SEPTEMBER 5, 2025, NEW YORK – The most common and aggressive type of adult brain cancer, glioblastoma multiforme (GBM) is notoriously resistant to treatment, with a median survival of just 14 months following diagnosis. Its resistance stems from the dizzying genetic variability and plasticity of glioblastoma cells—which means there’s some subpopulation of cells in every tumor impervious to any drug deployed to kill them—and from the profoundly immunosuppressive microenvironment GBM cultivates, which thwarts immunotherapies.
Now researchers led by Ludwig Lausanne’s Johanna Joyce and former postdoc Ángel Álvarez-Prado have discovered a drug target in glioblastoma cells that could potentially undermine both these sources of resistance. The researchers show in the current issue of Cell Reports that loss of a protein named ADAR1—a sort of off-switch for the anti-viral alarm system innate to mammalian cells—stalls the proliferation of distinct types of GMB cells while simultaneously reprogramming the tumor microenvironment (TME) into an anti-tumoral state.
“This study provides proof-of-concept for an entirely new strategy for GBM therapy—flipping the switch on the body’s innate virus-fighting machinery and turning it against the tumor,” said Joyce. “Using both mouse models of GBM and human brain cancer cells, we showed that disabling ADAR1, a silencer of that alarm, hampers cancer cell proliferation in human samples of GBM tumors. It also slows tumor growth and extends survival in multiple mouse models of this aggressive cancer.”
One of the mechanisms by which mammalian cells sense viral infection is through the internal detection, by innate protein sensors, of double-stranded (ds) RNA molecules that appear to be foreign in origin. The detection of such dsRNA, which can encode viral genomes, triggers an alarm: the production and secretion of type I interferons, factors that can stimulate a cascading immune response.
In healthy cells, ADAR1 helps prevent false alarms of viral infection, as these can cause autoimmune disease if they’re continually triggered erroneously. It does so by chemically modifying dsRNAs that are made by the cells themselves so that they’re recognized as “self” molecules by the cell’s internal sensors.
Recent studies have found, however, that certain types of cancer cells that continuously express interferon-stimulated genes (ISGs) are highly vulnerable to ADAR1 loss. Others have shown that deleting the ADAR1 gene in melanoma tumors can improve responses to immunotherapy in mouse models.
Álvarez-Prado, Joyce and their colleagues examined whether GBM cells also express ISGs to see if this potential vulnerability might be exploited for brain cancer therapy. They showed that GBMs not only express ISGs in many cases but that ADAR1 deletion had the additional effect of arresting cancer cell proliferation. This was seen in multiple, genetically distinct mouse models as well as cultures derived from patient tumors.
Investigating the mechanism of the effect, the researchers discovered that ADAR1-loss induces intracellular signaling that suspends protein manufacturing in GBM cells, arresting their proliferation. Notably, such effects were not seen in neural cell cultures.

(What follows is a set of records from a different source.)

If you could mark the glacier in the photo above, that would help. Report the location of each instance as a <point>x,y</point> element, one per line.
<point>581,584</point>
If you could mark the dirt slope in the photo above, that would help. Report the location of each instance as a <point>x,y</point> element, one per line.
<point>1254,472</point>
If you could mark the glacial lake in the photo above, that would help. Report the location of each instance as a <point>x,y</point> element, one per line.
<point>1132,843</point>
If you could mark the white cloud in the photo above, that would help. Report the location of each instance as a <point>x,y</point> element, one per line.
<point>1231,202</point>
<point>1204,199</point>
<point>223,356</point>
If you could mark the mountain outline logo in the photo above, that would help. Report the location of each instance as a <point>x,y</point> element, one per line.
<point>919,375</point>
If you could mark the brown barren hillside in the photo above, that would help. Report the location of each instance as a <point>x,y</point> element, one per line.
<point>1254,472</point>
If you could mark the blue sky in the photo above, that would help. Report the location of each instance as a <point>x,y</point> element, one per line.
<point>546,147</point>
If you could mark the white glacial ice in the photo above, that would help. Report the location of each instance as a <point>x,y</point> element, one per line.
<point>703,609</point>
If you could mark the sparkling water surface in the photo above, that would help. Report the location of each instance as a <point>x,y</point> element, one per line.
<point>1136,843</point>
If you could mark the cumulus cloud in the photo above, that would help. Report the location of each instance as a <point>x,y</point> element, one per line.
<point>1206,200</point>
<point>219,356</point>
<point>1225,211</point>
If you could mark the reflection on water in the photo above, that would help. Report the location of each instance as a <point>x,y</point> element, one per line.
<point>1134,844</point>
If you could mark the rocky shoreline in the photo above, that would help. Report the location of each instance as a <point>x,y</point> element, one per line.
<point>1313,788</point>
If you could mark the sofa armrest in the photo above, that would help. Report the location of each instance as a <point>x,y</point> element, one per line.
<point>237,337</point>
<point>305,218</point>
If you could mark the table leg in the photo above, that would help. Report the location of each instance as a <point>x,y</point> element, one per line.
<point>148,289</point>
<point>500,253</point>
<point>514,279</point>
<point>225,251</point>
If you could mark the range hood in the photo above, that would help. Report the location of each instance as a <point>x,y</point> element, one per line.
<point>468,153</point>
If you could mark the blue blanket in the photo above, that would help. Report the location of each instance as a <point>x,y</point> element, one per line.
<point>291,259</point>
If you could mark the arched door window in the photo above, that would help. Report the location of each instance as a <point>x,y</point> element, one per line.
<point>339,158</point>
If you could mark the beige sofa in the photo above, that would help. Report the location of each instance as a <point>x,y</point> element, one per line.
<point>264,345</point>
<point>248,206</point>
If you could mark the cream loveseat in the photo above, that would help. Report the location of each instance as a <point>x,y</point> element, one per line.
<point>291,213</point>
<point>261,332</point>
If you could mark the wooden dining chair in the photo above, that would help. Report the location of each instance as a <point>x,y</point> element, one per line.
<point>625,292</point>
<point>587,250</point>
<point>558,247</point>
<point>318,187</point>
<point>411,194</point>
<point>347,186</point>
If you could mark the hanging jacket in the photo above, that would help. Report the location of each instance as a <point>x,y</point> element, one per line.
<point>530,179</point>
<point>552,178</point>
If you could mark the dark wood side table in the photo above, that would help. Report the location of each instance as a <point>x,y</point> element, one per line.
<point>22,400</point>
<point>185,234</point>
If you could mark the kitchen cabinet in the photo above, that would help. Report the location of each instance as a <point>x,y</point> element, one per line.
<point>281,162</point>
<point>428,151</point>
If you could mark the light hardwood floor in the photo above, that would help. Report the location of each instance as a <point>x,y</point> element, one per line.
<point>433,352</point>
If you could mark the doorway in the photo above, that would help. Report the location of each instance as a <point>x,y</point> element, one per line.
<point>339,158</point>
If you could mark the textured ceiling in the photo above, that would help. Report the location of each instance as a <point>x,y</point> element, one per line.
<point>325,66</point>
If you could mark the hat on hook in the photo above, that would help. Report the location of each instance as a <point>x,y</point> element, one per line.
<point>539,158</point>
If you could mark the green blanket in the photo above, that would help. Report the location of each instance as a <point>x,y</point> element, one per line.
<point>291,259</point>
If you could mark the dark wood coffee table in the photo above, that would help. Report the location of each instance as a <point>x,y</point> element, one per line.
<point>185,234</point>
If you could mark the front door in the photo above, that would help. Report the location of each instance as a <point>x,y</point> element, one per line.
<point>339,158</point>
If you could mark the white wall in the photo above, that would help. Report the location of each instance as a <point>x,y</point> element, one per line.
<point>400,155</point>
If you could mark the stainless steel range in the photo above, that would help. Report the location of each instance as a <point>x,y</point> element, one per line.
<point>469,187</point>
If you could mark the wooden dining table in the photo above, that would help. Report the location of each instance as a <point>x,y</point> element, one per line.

The researchers showed that disabling ADAR1 amplified ISG-stimulated inflammatory responses, which had the effect of reprogramming the tumor microenvironment of multiple, genetically distinct GBM tumors. Its loss, they found, boosted the numbers of immune cells in the TME that kill cancer cells—such as CD8+ T cells, pro-inflammatory macrophages and natural killer cells—and depleted immune cells that suppress anti-tumor immune responses.
“If translated to human use, our strategy could improve on current therapeutic approaches in three ways,” said Álvarez-Prado. “First, it works across different types of glioblastoma, regardless of their genetic differences, which has proved to be a major roadblock for current therapies. Second, it exploits a vulnerability unique to cancer cells, sparing healthy cells and so offering the potential for safer treatment. And third, it delivers a one-two punch against the tumor: stopping tumor growth from the inside, while simultaneously mobilizing the immune system to attack the tumor from the outside.”
Future research in the Álvarez-Prado lab will focus on developing an ADAR1 inhibitor that can penetrate the brain and examining its effects in preclinical studies that more closely recapitulate human GBM tumors.
This study was supported by the Ludwig Institute for Cancer Research, Swiss Cancer Research, the University of Lausanne, the European Commission, the European Molecular Biology Organization, The Brain Tumor Charity (UK).
In addition to her post as a Member of the Ludwig Institute for Cancer Research, Lausanne Branch, Johanna Joyce is also a professor at the University of Lausanne.
A former postdoc in the Joyce lab, Ángel Álvarez-Prado is today a group leader at the Luxembourg Institute of Health.